In 1996 I started running, and quickly feel head over heals for the sport. As a kid I was always told I was smart, I excelled in the classroom and was somewhat proud of it. But I didn't have to work very hard to get an A. I had to pay attention, and there it was. Otherwise the common words I heard that were used to describe me were "obnoxious", "loud", and "bossy". While it didn't change the way I chose to take on the world, they weren't exactly uplifting or kind words to define oneself. When I started running I wanted to be a 200m runner, but quickly was moved to the mile after running 6:14 in gym class. I won one race, and I was hooked. As running took over my life, and I poured my heart into the sport I began to hear new words used to describe me. Instead of "bossy", and "loud", I was now referred to as a "leader". Instead of "obnoxious", and "has too much energy", I heard "fast", and "has potential", and "tough". Yep I could get my team warmed up, and ready to go before practice, or a meet. I felt pride in this leadership role. It gave me more and more confidence, with each passing day of helping to lead my team. I felt that running was my domain. A sanctuary of sorts where I was able to define myself in a bright new way. I believed I was fast, and I knew I was tough. If I was beat in a race, it pissed me off. So running quickly taught me to work hard, and be disciplined in a darn near religious way. I loved running with every ounce of my being, and I knew it loved me back.
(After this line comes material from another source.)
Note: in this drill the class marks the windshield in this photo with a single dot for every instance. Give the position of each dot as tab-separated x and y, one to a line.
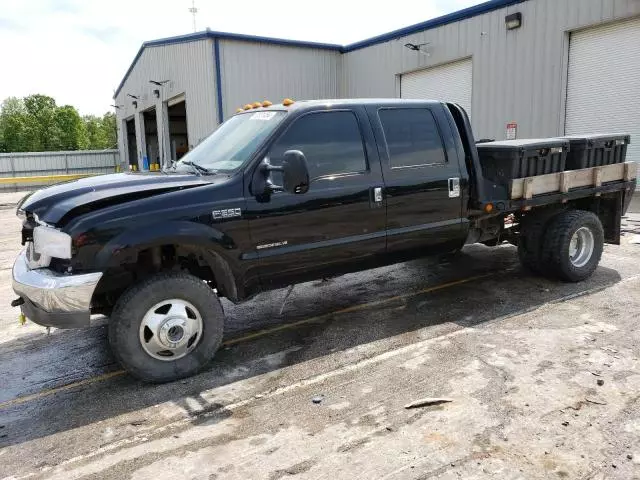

|Racing for the Marlington Dukes in High School|
Through the years it hasn't always been easy. I have broken my foot four times, partially torn both my achilles and my hip flexor, hurt my sacrum, and had a hamstring issue that lasted 3 years, and just flat out had years I could not race well to save my life. But none of those things were running's fault. I overtrained, wore inappropriate footwear, didn't sleep enough, and treated my body like a trash can. I never felt that running let me down. I felt I had let it down. But sure enough when I healed, it was there waiting for me, filling my heart with all the flutters, bringing tears to my eyes, showing me the same love it did years and years prior.
|2008 Olympic Trials|
Running has given me incredible friendships, the chance to see incredible places, and most importantly the opportunity to reach out and be a meaningful part of peoples lives. For those things I could never be more thankful. Looking back on the past 21 years that running and I have shared together, and all of the amazing, hard, fun, challenging, heartbreaking, and freeing experiences it has given me, brings me
such joy. My life would look totally different if it were not for the amazing #RUNLOVE I was so lucky to find.
|Best Friend from High School--XC Teammate|
|College Teammates, University of Akron|
|The best training partner and friend a gal could ask for Nicole Camp.|
|My fun, weird, and goofy Cleveland Elite Development Teammates.|
|Heidi Greewood, my #runlovechallenge partner of 2016.|
The list of incredible people who are and have been a part of my life thanks to running would go on, and on. So to me #runlove is the unconditional love that I have for this sport that has shaped my life, and given me more than I could ever give back.
I love you. Thank you for embracing my weird, quirky, outgoing, loud, obnoxious, and high energy personality and giving me a place to comfortably be me, and feel at home in my own skin. Thank you for being you.